The project was entered within the Chemical, Physical and Mathematical Scientists Individual category at Intermediate level.

Professor Orla Feely, Vice-President for Research, Innovation and Impact, UCD & Chair of Individual Chemical, Physical & Mathematical Sciences said that judges were very impressed by the project.

“Ross used experiments and mathematical models to investigate the effectiveness of different ventilation methods at maintaining safe CO2 levels, with a view to preventing the spread of Covid-19,” said Feely.

“The judges were very impressed by the breadth of the project, and also by the way in which the student applied scientific principles to a problem of great current interest.”

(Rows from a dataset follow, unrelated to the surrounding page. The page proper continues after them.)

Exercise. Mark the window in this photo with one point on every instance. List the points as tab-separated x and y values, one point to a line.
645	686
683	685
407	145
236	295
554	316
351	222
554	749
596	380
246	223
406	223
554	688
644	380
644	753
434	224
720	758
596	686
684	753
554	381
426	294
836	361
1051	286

The runner up in the individual category was presented to Andrei Florian, aged 17, who is a student at St Aidan’s CBS, Dublin, for his project entitled: “An Investigation into the Development of a Digital PR-STV Electoral Voting System using Blockchain Technologies”.

His project was creating a unique end-to-end system which allows remote voting, with the potential to change the Irish voting process securely.

The group runners up were Conor Bradshaw (18), David Hughes (17) and Dara Newsome (17), from Mercy Mounthawk in Tralee, Co Kerry. 

Their project, entitled “A Wearable Smart Device for Dementia Patients”, was based around creating an intelligent spectacle system that helps reduce anxiety and fear in dementia patients.